The wood lifted with a scrape that she was afraid for a moment would wake Florence, but the child did not stir. Holly knelt down and peered inside.

There was nothing there except for a receipt for some dry cleaning, a dead spider and a misshapen yellow pebble.

Holly felt an absurd sense of disappointment and loss. What had she imagined – that Ben would have left her a secret message to explain where he had gone? No matter how wrong it felt to her that he had simply vanished into thin air, she had to believe that the police were correct. Come morning Ben would walk in full of anxiety for Flo and apologies and relief, explaining … But here Holly’s imagination failed her. She could not think of a single reason why he would do what he had done.

Eventually, when she felt calm enough, she went and curled up next to Florence on the big double bed. She didn’t sleep but lay listening to Florence’s breathing and felt a little bit comforted. After a while she fell into an uneasy doze, Bonnie resting across her feet.

She was woken some time later by an insistent ringing
sound. For a moment she felt happy before the memory of what had happened rushed in, swamping her consciousness. She stumbled from the bed and down the stairs, making a grab for her bag and the phone, wondering if it was Guy calling to see what had happened.

But it wasn’t her mobile that was ringing. She found Ben’s phone halfway down the side of the sofa and pressed the button to answer the call.

‘Dr Ansell?’ It was a voice she didn’t recognise, male, slightly accented, sounding pleasant and business-like. ‘This is Espen Shurmer. My apologies for calling you so early but I wanted to catch you to confirm our meeting on Friday—’

‘This isn’t Ben,’ Holly said quickly. ‘I’m his sister.’

There was a pause at the other end. ‘My apologies again.’ The man sounded faintly amused. ‘If you would be so good as to pass me over to Dr Ansell.’

‘I’m sorry,’ Holly said. ‘He’s not here. I …’ She could feel herself stuttering, still half-asleep. She wasn’t sure why she had answered the call and now she didn’t know what to say. ‘I’m afraid he’s disappeared,’ she blurted out.

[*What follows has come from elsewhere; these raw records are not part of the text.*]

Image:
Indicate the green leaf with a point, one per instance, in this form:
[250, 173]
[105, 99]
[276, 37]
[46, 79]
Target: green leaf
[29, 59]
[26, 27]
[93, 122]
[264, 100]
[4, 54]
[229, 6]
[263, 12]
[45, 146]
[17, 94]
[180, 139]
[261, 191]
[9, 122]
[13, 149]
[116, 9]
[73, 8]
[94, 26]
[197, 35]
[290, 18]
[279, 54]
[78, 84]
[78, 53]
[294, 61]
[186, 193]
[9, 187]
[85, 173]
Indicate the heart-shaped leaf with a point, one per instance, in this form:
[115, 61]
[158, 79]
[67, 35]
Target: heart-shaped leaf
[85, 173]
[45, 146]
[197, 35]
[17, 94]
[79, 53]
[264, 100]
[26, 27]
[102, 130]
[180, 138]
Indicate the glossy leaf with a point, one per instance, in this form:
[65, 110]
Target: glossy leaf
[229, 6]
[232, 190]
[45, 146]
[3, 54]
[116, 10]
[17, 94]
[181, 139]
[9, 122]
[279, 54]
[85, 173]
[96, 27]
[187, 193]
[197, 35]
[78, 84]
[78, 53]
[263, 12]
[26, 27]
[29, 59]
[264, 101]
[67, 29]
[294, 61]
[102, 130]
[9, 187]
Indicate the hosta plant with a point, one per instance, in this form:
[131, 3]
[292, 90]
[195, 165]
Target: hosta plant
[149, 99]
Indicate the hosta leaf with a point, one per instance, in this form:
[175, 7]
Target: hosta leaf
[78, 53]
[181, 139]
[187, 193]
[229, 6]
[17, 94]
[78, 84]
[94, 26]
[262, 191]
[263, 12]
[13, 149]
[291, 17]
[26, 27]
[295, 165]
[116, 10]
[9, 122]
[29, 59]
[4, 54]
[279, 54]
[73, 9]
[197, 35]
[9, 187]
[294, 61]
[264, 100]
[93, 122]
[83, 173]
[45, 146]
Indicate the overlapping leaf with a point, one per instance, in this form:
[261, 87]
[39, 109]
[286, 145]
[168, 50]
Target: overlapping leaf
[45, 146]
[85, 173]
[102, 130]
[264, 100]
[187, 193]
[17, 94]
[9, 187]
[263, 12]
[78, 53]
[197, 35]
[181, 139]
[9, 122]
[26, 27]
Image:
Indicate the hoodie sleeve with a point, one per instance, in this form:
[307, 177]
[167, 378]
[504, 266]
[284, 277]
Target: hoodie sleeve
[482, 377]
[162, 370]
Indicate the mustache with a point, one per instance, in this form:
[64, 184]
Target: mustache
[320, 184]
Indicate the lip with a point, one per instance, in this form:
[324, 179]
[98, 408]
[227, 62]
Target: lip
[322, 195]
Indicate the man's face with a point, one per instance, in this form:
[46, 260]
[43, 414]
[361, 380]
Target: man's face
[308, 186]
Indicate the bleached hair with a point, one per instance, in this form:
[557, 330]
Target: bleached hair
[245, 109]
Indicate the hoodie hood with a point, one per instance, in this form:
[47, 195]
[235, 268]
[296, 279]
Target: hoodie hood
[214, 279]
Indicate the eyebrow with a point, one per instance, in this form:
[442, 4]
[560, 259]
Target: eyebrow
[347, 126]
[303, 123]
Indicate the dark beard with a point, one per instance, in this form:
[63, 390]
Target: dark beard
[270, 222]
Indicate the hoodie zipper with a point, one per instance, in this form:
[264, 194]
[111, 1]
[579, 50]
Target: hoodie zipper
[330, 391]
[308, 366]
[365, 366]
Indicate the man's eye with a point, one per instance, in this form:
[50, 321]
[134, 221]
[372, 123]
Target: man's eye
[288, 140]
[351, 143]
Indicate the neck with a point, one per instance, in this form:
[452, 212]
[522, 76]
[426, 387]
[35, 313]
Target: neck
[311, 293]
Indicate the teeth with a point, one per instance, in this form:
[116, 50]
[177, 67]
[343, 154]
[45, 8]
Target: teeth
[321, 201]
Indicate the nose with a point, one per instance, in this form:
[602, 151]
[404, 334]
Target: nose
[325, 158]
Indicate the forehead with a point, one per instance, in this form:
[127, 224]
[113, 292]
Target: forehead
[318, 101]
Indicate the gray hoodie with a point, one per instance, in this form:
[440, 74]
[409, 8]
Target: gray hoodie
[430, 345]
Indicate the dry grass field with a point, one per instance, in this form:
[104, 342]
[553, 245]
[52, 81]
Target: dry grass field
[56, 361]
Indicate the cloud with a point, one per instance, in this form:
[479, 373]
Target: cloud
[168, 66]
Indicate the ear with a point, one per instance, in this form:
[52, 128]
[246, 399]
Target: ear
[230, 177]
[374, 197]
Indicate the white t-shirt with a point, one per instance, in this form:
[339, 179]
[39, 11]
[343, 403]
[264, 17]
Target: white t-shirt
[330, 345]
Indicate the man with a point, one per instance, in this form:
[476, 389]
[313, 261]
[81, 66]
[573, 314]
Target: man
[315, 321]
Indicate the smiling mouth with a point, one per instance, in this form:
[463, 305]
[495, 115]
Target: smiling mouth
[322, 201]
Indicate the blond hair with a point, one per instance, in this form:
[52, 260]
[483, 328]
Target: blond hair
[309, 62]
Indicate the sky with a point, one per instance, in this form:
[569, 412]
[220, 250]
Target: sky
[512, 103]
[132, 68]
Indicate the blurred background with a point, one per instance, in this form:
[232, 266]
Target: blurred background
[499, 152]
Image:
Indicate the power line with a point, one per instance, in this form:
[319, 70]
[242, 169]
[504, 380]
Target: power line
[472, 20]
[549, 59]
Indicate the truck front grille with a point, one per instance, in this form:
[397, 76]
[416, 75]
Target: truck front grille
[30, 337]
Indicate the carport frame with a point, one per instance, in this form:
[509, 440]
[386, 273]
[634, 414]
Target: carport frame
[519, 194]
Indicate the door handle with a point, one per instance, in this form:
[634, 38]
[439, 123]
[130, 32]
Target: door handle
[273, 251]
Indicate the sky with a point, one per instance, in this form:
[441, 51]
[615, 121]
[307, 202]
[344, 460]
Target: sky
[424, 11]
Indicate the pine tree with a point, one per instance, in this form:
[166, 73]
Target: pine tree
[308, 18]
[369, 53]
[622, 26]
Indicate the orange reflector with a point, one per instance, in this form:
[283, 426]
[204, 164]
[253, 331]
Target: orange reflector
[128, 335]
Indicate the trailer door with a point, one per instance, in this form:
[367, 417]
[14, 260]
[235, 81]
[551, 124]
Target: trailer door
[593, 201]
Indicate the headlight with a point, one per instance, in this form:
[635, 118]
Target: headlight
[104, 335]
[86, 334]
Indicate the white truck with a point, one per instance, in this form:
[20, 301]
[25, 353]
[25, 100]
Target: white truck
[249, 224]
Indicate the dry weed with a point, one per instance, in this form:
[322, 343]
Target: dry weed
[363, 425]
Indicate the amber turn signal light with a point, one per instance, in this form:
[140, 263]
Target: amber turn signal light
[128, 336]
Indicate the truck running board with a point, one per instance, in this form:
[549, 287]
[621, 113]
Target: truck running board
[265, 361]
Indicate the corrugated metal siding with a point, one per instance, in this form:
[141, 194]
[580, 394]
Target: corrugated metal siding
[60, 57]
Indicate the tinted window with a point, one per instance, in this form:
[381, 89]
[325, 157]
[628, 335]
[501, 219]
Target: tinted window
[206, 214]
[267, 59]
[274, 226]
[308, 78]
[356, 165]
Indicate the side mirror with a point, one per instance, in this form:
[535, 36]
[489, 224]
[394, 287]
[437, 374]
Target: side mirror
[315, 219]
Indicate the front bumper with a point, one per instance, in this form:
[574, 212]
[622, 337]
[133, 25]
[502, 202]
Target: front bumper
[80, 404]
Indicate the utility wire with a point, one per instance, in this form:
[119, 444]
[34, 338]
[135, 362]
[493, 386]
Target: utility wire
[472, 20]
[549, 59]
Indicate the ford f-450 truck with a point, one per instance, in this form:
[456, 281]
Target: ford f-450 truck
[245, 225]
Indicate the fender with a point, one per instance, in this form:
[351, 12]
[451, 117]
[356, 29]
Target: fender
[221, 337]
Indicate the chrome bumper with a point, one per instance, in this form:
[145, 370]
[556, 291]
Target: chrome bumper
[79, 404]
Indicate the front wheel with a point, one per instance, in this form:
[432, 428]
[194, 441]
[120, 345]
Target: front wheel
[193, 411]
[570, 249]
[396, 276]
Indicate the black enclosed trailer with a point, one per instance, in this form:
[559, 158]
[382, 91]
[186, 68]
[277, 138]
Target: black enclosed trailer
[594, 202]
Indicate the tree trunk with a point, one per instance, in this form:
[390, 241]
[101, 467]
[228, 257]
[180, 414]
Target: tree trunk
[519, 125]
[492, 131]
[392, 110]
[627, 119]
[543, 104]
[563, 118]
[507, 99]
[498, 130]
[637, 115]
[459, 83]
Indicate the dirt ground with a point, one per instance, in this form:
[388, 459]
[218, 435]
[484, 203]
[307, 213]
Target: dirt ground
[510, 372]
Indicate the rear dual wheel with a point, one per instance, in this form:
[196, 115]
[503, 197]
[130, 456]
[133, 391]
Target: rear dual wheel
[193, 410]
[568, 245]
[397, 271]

This time the silence at the other end of the line was more prolonged. Just when she thought Espen Shurmer had hung up, and was feeling grateful for it, he spoke again.

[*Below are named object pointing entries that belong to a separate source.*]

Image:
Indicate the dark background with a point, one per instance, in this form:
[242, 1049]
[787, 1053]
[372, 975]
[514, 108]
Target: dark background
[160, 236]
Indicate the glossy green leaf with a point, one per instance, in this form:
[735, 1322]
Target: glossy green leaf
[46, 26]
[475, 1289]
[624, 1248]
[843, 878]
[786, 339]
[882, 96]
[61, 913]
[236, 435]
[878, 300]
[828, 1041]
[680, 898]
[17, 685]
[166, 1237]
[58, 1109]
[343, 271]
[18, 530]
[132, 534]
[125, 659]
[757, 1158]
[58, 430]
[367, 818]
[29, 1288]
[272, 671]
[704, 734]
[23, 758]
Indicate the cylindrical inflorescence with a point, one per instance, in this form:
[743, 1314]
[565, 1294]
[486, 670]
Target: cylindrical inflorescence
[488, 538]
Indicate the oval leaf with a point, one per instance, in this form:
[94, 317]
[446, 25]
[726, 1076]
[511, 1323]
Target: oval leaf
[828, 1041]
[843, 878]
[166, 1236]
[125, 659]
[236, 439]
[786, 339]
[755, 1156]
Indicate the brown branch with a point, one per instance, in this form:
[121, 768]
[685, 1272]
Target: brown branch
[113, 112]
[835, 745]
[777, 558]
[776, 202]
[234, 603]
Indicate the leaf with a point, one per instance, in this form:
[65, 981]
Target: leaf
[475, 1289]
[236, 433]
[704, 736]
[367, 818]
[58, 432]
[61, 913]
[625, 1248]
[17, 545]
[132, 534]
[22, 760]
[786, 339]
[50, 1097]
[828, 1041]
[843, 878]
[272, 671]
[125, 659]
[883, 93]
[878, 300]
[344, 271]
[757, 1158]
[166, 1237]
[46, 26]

‘Disappeared? As in you do not know where he is?’ He sounded genuinely interested.

‘Yes,’ Holly said. ‘Last night.’ She was not sure why she was telling this man so much when he was probably no more than a business acquaintance of Ben’s. ‘So I’m afraid I don’t know if he’ll be able to make your meeting … I mean, if he comes back I’ll tell him, but I can’t guarantee he’ll
be there …’ She let her voice trail away, feeling an absolute fool.

‘Miss Ansell,’ the man at the other end said, ‘Forgive me for not introducing myself properly. My name is Espen Shurmer and I am a collector of seventeenth-century artefacts, paintings, glass, jewellery …’ He paused. ‘I had arranged to meet your brother on Friday night at 7.30pm after a private view at the Ashmolean Museum in Oxford. He contacted me a couple of weeks ago to request the meeting.’

‘Oh.’ Holly was at a loss. ‘Well, I’m sorry I can’t be of more help, Mr Shurmer, but I have no idea what Ben wanted to talk to you about. Actually I’m very surprised he got in touch. Art isn’t really his thing …’ She stopped again, realising she was still babbling even if what she was saying was true. Ben had zero interest in the arts. He had always supported her engraving career and had even bought a couple of her glass paperweights for his surgery, but she had known it had only been because she had made them herself. She had loved him for it but she was under no illusions about his interest in culture.

‘I know what it was that your brother wished to discuss, Miss Ansell,’ Espen Shurmer said. ‘He wanted some information on a certain pearl, a legendary stone of great worth.’